Abstract:
An operational amplifier uses p- and n-channel enhancement type MOSFETs as variable input resistors on the inverting and non-inverting legs, respectively, of the amplifier, and the sources and gates of the MOSFETs are tied together. By using V S , the source-to-ground voltage, and V GS , the gate-to-source voltage, as input signals, the device will perform 4-quadrant multiplication at operating frequencies as high as 400MHz.

Description:
BACKGROUND OF THE INVENTION 
     This invention relates generally to the field of multipliers, and more particularly to a 4-quadrant multiplier capable of operating at frequencies on the order of 400MHz. 
     Multipliers find a wide variety of potential uses, and are especially important in the present day art of signal processing. However, multipliers have not kept pace with the increase in operating speeds of other semiconductor devices and, as a consequence, we find many of our signal processors are limited by the operating frequencies of the multipliers used therein. 
     For example, consider the transversal-type adaptive equalizer shown in FIG. 1, the operation of which is well known in the prior art and will not be discussed in detail herein. The equalizer uses two sets of multipliers 10 and 12, the former acting as the weighting elements for the delay taps 14 and the latter acting as correlators for the control algorithm. It can easily be seen that the multipliers 10, 12 are an important part of the system and, although under certain conditions they can be simplified to single or two quadrant multipliers, for the purposes of this application both sets of multipliers will be assumed to be 4-quadrant multipliers. 
     It is often desirable to operate present day adaptive equalizers, such as that shown in FIG. 1, at frequencies from 10KHz to 10GHz. However, solid state multipliers presently available have bandwidths on the order of 70MHz and, due to the finite output impedances of semiconductor devices, the bandwidth will drop to below 10MHz when a load is added. There is, then, a need for higher frequency multipliers for use in high speed signal processing systems, such as the adaptive equalizer shown in FIG. 1. 

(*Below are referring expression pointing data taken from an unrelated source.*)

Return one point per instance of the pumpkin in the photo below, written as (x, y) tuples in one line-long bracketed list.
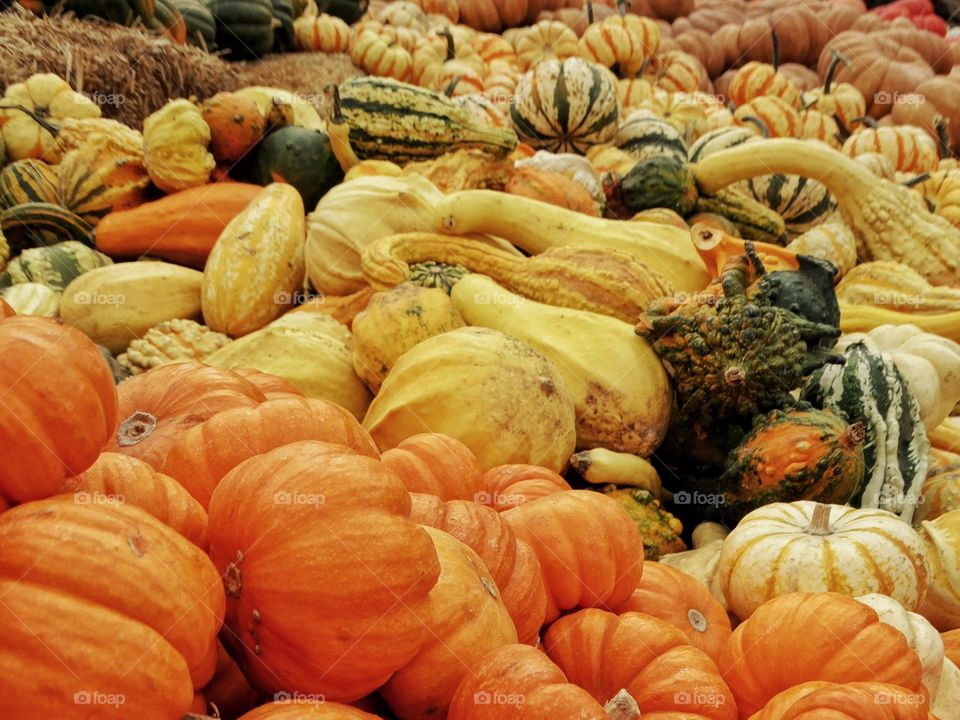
[(515, 674), (678, 599), (41, 98), (565, 105), (650, 659), (800, 636), (175, 146), (256, 264), (298, 502), (811, 547), (468, 620), (468, 371), (59, 408), (506, 486), (129, 578), (545, 524), (512, 563), (436, 465), (126, 480)]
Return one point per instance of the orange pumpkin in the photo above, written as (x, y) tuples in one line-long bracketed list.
[(515, 677), (507, 486), (436, 464), (120, 478), (209, 450), (604, 653), (799, 637), (316, 548), (59, 406), (678, 599), (511, 562), (563, 529)]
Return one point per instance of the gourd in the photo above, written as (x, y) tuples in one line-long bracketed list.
[(885, 218), (412, 313), (868, 388), (256, 265), (500, 397), (116, 304), (171, 341), (626, 413), (805, 546), (581, 277), (311, 350), (536, 227), (175, 141)]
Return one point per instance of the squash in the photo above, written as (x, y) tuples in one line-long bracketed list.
[(565, 105), (606, 281), (256, 266), (182, 227), (119, 303), (175, 141), (311, 350), (412, 313), (805, 546), (868, 388), (458, 383), (627, 414), (536, 227)]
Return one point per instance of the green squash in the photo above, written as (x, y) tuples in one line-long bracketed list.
[(297, 156)]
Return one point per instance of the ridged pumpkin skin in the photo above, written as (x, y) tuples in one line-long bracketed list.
[(256, 266), (124, 479), (800, 637), (59, 406), (205, 453), (795, 455), (126, 577), (334, 627)]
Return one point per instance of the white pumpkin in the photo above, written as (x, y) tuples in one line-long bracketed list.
[(811, 547), (922, 636)]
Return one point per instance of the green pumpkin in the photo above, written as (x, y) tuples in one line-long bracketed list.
[(297, 156)]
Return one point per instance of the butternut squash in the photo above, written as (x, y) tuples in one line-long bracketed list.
[(580, 277), (181, 227)]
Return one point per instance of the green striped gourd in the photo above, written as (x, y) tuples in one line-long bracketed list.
[(392, 120), (645, 136), (566, 105), (54, 266), (26, 181), (869, 389)]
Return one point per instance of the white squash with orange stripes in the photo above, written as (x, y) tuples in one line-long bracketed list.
[(805, 546)]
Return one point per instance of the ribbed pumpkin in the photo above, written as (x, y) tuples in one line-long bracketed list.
[(59, 406), (74, 576), (257, 265), (342, 519), (566, 105)]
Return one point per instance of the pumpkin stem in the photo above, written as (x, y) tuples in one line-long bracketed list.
[(820, 522), (136, 428), (622, 706)]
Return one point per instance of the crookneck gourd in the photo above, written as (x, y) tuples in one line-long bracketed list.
[(581, 277), (887, 219), (733, 353)]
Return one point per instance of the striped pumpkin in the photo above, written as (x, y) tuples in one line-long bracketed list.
[(566, 106), (868, 388), (323, 33), (778, 116), (647, 136), (27, 181), (909, 148), (55, 266)]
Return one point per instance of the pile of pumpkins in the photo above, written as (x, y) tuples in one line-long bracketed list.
[(545, 385)]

     Gain variation between individual multipliers in groups 10 and 12 will only affect the rate of convergence of the equalizer and the variation can be compensated for by using a separate error amplifier for each multiplier, rather than the single amplifier 16 shown in FIG. 1. Linearity will also only affect the rate of convergence. Therefore, gain and linearity requirements are quite flexible in the design of such high frequency multipliers. 
     One example of a high-speed multiplier device is discussed in U.S. Pat. No. 3,368,066. The device described therein uses field-effect transistors, operated in their triode region, as variable input resistors on either input terminal of a difference current amplifier. The drains of the FETs are tied together and each source is connected to a different amplifier input terminal. The voltage applied to the common drain terminal forms one input to the device and the voltage difference between the gate terminals forms the other input. The multiplication properties of the device are derived from the fact that, within the triode or &#34;linear&#34; region of operation, changes in gate voltage or drain voltage will cause proportional changes in drain current. Such a multiplier is unsatisfactory in that reversing the polarity of the drain voltage will cause the current amplifier to saturate, so that the device will only perform two-quadrant multiplication. Furthermore, although the device is referred to as a &#34;fast&#34; multiplier, the patentee states that it will operate at only up to 50MHz.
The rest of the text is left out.